Tobago sees capacity for growth in tourism, construction and industry
Tobago has a history of colonial rule by a succession of different European powers, including Spain, France and Britain. In 1802 Trinidad and Tobago came under British rule. It was not until 1889 that a British government grouped the two islands together under a single colonial administration. T&T sought and achieved independence in 1962, and gained status as a republic in 1976. A significant proportion of the population has, however, consistently sought greater autonomy for Tobago within the existing constitution of the twin-island republic, and from time to time a smaller group on Tobago has argued for full independence.
Evolving Local Government
After independence, the initial approach by the central government based in Port of Spain, Trinidad, was to consider Tobago an administrative and electoral region of the country.

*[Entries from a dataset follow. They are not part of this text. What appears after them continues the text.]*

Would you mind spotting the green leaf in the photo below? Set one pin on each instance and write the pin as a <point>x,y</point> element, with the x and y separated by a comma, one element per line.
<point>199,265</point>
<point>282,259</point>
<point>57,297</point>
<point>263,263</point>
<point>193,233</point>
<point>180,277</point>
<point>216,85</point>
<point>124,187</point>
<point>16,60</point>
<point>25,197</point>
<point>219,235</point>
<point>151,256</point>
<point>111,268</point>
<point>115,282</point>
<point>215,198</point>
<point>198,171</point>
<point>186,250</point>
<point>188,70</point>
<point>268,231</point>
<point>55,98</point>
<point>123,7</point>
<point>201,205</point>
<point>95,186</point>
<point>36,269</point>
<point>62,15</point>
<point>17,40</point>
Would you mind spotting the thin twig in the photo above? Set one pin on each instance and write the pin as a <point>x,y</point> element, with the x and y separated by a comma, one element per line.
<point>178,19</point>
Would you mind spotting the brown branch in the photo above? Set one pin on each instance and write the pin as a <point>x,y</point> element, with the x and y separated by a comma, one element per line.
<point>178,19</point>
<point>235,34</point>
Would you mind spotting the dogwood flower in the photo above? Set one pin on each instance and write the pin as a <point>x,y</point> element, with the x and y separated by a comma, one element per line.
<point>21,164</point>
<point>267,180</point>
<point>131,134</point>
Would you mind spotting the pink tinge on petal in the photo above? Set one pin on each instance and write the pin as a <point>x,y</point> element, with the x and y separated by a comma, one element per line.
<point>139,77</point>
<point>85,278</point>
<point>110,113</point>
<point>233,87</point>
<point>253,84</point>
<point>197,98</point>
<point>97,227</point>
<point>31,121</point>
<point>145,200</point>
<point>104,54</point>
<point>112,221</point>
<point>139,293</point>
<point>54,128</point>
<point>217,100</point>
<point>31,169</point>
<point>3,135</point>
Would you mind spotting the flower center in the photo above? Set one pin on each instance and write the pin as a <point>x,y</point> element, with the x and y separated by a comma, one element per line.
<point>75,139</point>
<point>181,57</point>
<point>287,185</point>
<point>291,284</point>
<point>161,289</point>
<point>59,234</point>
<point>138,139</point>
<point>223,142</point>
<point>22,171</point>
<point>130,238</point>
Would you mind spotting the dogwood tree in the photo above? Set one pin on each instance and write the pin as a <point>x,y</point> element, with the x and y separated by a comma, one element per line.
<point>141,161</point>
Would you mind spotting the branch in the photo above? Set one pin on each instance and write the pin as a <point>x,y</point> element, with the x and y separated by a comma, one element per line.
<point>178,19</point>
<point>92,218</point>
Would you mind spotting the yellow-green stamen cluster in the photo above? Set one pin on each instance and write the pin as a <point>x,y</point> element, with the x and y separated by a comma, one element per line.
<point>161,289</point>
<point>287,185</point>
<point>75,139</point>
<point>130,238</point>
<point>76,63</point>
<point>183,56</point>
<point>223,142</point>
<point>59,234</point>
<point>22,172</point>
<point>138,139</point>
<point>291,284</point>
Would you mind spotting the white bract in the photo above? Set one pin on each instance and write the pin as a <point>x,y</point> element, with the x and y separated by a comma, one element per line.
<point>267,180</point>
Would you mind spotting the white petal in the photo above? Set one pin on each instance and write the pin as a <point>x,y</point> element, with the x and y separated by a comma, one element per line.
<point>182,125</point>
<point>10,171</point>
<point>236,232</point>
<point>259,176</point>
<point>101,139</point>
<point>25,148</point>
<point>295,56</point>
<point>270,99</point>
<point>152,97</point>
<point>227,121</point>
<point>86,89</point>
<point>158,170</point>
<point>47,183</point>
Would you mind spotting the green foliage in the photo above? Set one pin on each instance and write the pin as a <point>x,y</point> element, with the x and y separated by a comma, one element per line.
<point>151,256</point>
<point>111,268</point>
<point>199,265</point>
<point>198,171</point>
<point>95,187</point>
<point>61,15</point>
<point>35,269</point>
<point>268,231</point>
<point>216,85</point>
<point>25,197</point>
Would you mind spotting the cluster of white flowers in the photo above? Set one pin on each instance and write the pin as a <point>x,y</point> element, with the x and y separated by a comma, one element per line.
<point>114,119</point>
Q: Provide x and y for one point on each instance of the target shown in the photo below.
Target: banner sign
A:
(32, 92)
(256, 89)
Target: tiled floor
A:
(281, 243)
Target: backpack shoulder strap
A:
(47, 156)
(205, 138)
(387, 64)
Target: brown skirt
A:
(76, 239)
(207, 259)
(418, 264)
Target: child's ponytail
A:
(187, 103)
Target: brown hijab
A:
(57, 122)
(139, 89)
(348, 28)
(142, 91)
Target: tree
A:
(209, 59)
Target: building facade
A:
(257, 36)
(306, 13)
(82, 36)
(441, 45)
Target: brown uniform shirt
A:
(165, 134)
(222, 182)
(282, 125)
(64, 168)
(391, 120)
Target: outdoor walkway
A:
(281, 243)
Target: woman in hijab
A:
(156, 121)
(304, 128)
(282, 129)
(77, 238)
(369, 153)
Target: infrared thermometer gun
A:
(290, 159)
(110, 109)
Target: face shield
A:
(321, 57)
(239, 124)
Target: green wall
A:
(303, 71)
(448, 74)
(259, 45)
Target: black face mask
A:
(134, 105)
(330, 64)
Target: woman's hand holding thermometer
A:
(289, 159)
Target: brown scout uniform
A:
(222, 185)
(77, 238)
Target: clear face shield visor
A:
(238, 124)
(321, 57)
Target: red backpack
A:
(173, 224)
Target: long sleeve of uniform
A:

Consequently, the island elects two members of the 41-member lower house, representing Tobago East and Tobago West. How Tobago has been administered, however, has changed over time. Prior to 1980, this was done solely through the Ministry of Tobago Affairs. Following Tobagonian demands for greater self-rule, an elected Tobago House of Assembly (THA) was created in 1980 for the purpose of “making better provision for the administration of Tobago and for matters therein”.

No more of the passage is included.